And the saga continues . . .
In Home Pest & Termite Control, Inc. v. Dow Agrosciences, LLC, No. 8:02CV406, 2004 WL 240556, at *1 (D. Neb. Feb. 6, 2004), a trained pest control operator (“plaintiff”) filed suit against the manufacturer of a termite elimination system (“defendant”) after the manufacturer terminated the agreement between the parties. After plaintiff alleged violations of the Nebraska Franchise Practices Act, defendant moved for summary judgment on the basis that the agreement between the parties was not a franchise agreement. In support of this, defendant pointed to the following section of the agreement “[t]his Agreement is not, nor is it to be construed as, a franchise agreement.”

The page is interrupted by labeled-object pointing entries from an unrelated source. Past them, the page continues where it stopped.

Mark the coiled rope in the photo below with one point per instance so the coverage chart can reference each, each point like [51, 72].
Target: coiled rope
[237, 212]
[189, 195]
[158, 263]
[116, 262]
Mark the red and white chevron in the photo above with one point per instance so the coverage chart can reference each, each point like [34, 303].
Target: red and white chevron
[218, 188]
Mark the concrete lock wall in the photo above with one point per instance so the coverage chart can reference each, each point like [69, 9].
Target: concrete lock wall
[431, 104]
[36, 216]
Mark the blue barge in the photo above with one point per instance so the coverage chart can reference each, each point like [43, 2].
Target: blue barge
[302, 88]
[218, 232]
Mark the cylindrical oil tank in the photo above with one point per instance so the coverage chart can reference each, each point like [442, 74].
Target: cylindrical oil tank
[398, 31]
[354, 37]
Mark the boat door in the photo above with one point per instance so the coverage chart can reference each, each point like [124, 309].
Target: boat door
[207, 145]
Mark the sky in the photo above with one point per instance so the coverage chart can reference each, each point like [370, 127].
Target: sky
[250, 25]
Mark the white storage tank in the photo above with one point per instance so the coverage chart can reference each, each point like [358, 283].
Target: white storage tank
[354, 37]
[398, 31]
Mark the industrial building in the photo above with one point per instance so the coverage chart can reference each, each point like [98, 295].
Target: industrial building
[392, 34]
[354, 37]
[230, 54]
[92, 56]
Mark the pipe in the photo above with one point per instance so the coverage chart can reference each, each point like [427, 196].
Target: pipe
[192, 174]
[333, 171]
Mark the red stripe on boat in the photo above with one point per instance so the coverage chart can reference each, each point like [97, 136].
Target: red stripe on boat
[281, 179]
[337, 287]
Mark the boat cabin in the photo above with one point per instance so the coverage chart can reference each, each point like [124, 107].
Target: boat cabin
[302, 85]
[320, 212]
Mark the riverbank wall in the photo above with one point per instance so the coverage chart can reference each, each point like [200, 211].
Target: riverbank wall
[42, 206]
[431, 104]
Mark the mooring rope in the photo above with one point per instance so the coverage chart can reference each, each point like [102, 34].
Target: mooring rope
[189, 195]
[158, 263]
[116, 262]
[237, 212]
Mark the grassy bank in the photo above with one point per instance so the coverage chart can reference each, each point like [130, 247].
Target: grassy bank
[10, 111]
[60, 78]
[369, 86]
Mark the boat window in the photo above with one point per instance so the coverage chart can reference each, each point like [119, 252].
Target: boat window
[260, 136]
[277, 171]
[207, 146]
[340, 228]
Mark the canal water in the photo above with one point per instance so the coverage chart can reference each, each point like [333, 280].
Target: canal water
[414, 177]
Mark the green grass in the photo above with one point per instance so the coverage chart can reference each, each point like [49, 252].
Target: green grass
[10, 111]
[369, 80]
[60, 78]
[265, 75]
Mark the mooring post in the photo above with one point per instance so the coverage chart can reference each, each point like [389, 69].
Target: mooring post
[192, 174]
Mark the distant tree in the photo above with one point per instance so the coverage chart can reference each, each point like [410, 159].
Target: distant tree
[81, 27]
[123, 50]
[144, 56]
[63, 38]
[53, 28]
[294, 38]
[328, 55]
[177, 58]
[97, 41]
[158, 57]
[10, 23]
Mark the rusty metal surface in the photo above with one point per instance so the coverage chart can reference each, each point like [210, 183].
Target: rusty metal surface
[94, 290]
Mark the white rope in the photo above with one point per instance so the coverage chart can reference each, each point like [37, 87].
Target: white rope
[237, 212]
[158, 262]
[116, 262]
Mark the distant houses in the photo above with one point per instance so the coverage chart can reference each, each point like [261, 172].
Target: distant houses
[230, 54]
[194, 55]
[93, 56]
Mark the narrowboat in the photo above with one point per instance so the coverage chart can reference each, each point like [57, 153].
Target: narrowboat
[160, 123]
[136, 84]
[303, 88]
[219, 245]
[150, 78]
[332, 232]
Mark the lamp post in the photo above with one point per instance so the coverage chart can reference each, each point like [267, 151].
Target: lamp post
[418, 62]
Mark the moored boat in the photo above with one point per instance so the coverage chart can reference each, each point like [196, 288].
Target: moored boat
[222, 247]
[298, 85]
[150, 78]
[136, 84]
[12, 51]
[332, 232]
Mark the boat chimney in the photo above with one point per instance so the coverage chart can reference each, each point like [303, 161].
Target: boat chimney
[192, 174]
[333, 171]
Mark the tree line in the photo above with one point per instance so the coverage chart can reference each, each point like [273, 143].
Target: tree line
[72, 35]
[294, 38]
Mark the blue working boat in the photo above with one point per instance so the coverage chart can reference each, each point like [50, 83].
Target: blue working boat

Although the agreement contemplated “a community of interest in the marketing” of the pest control system, thereby seemingly satisfying part of the definition of a franchise under the statute, the court ultimately rendered the relationship not a franchise because the Agreement “nowhere required [plaintiff] to pay a franchise fee in exchange for a license to use the [defendant’s] name or mark. None of the fees mentioned in the agreement are for a surety bond or deposit or for security; rather, they are connected to the purchase of the termite system components.”
Takeaway: Payments primarily for the purchase of components, rather than for the license to use a name or mark, have not been found to satisfy the franchise fee element of the Nebraska Franchise Practices Act.